The trust on this authenticator is verified in the same way as the trust is verified when the database owner is the authenticator. That is, it is verified by checking the AUTHENTICATE SERVER or AUTHENTICATE permission. However, because the trust is established at a granular level and the module cannot be changed without modifying the signature, there is no need for the TRUSTWORTHY property on the database to be verified.
This reduces the threat that comes from attached databases with malicious code in them. The attacker would have to sign the module with the private key that corresponds to the certificate that is already trusted . However, the attacker does not have access to this key. Also, if an existing trusted module is modified or a new one is created, the module will not have a valid trusted signature.
For more information, see Module Signing (Database Engine).
Rules for Extending Database Impersonation Scope
To summarize, the impersonation scope of a context established within a database can be extended to other scopes if and only if the following is true:
The authenticator, either the database owner or a certificate or asymmetric key used to sign the module, must be trusted in the target scope. You can do this by granting AUTHENTICATE or AUTHENTICATE SERVER permissions to the principal that maps to the database owner, the certificate, or the asymmetric key.
If the authenticator is the database owner, the source database must be marked as trustworthy.
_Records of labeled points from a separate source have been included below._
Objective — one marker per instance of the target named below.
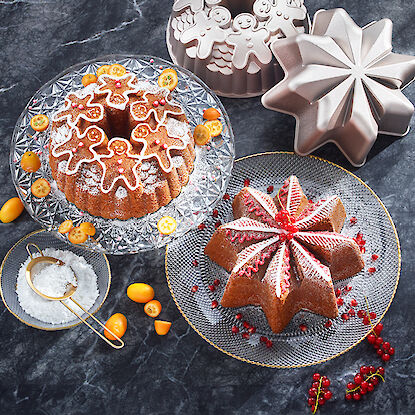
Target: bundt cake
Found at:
(284, 253)
(120, 147)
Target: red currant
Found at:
(378, 328)
(328, 395)
(358, 379)
(386, 357)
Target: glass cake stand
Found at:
(187, 266)
(206, 187)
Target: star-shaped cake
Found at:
(283, 253)
(343, 84)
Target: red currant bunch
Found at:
(364, 382)
(383, 348)
(319, 392)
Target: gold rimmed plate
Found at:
(18, 254)
(186, 266)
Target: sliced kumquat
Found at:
(117, 70)
(30, 162)
(168, 79)
(215, 127)
(65, 226)
(89, 78)
(166, 225)
(211, 114)
(77, 236)
(40, 188)
(162, 327)
(11, 210)
(39, 122)
(104, 69)
(153, 308)
(201, 135)
(88, 228)
(140, 292)
(117, 323)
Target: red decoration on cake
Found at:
(274, 250)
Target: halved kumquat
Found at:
(88, 228)
(211, 114)
(40, 188)
(215, 127)
(153, 308)
(39, 122)
(201, 135)
(140, 292)
(168, 79)
(103, 70)
(162, 327)
(166, 225)
(117, 70)
(65, 226)
(30, 162)
(11, 210)
(77, 236)
(89, 78)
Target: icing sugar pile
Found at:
(52, 281)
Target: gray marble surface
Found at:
(71, 372)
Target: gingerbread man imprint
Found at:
(280, 15)
(120, 165)
(248, 41)
(207, 30)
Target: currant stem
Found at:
(318, 394)
(366, 379)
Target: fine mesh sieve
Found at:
(292, 347)
(17, 255)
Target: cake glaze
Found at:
(120, 148)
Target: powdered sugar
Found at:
(53, 311)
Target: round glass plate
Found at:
(207, 183)
(186, 266)
(17, 255)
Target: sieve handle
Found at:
(114, 345)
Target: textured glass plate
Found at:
(207, 183)
(17, 255)
(292, 347)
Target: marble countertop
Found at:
(71, 372)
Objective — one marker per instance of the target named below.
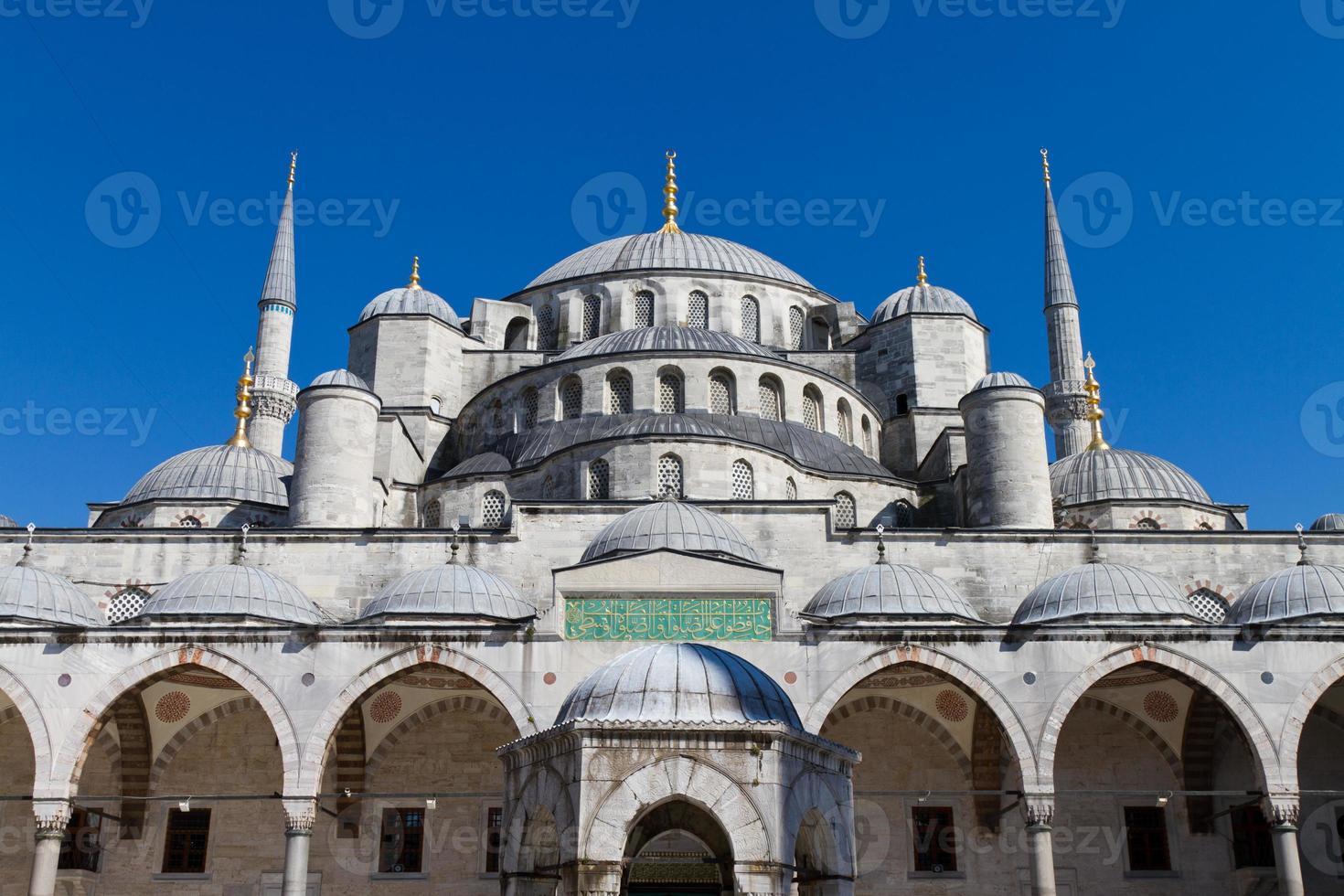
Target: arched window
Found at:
(600, 481)
(698, 311)
(844, 513)
(669, 475)
(571, 400)
(743, 481)
(795, 328)
(592, 316)
(644, 308)
(750, 318)
(772, 404)
(492, 509)
(671, 394)
(620, 394)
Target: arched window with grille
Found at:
(743, 481)
(671, 481)
(592, 316)
(750, 318)
(846, 512)
(644, 308)
(600, 481)
(772, 400)
(698, 311)
(620, 394)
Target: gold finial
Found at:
(243, 409)
(1094, 412)
(669, 197)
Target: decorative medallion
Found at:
(172, 707)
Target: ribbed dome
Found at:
(923, 298)
(233, 592)
(406, 300)
(1103, 590)
(1117, 475)
(669, 524)
(890, 592)
(451, 590)
(1296, 592)
(679, 683)
(33, 595)
(217, 472)
(667, 251)
(666, 338)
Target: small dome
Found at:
(218, 472)
(451, 590)
(340, 378)
(1103, 590)
(33, 595)
(890, 592)
(408, 300)
(233, 592)
(1297, 592)
(1117, 475)
(666, 338)
(923, 298)
(677, 683)
(669, 524)
(667, 251)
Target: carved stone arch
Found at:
(74, 749)
(1257, 735)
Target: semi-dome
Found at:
(667, 251)
(890, 592)
(666, 338)
(1115, 475)
(451, 590)
(1103, 590)
(679, 683)
(669, 524)
(1306, 592)
(33, 595)
(217, 472)
(233, 592)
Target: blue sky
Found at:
(1197, 155)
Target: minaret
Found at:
(1066, 400)
(273, 397)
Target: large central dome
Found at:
(668, 251)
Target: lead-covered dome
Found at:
(451, 590)
(890, 592)
(667, 251)
(1115, 475)
(669, 524)
(679, 683)
(666, 338)
(218, 472)
(233, 592)
(1103, 590)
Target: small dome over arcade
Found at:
(679, 683)
(671, 524)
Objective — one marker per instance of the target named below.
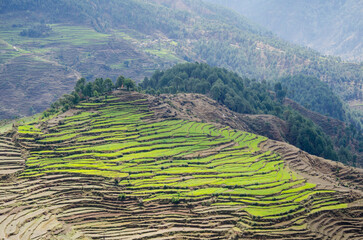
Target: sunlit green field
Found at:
(174, 160)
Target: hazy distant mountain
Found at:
(332, 27)
(45, 46)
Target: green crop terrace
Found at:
(174, 160)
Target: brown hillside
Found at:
(77, 205)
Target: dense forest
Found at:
(246, 96)
(334, 27)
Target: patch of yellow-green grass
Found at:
(331, 207)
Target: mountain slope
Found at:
(121, 167)
(134, 37)
(331, 27)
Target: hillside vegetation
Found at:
(110, 168)
(135, 37)
(331, 27)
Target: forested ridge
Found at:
(251, 97)
(201, 32)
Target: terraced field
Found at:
(110, 169)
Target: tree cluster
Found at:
(84, 90)
(244, 96)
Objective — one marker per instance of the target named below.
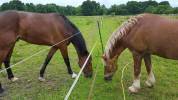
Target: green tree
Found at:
(164, 9)
(89, 8)
(13, 5)
(30, 7)
(175, 10)
(164, 3)
(150, 9)
(119, 9)
(134, 7)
You can do this by setting the TRUSTWORTHY property to ON for the database.
There are advantages and disadvantages to both the database owner approach and the signature approach. The best mechanism for your needs depends on your business requirements and your business environment.
Database Owner Approach
The database owner approach for establishing trust has the following advantages and disadvantages:
It does not require any understanding of cryptography concepts such as certificates or signatures.
It does not provide as much granularity as the signature-based approach.
Attaching a database to an instance of SQL Server sets the TRUSTWORTHY property on the database to OFF. Modules trusted by the database owner will not be valid until the system administrator explicitly sets the TRUSTWORTHY property to ON. This implies that there is potentially some intervention required by the system administrator, before the attached database can function as you want and access other databases.
The signature approach for establishing trust has the following advantages and disadvantages:
It can provide a granular level of trust, but applies only to context switches that are performed within signed modules.
The signature cannot be applied to context switches that are established through the stand-alone statements EXECUTE AS USER and EXECUTE AS LOGIN. These statements require the database owner-based approach to extend the scope of trust.
It is possible for the application vendor or developer to sign the module with a private key, but remove the private key before shipping the modules or the database. This works because the private keys are only used to sign the modules . For signature verification purposes, the public keys associated with the module are sufficient.
Attaching a database has no effect on modules that are trusted because of their signatures. They will work without additional requirements.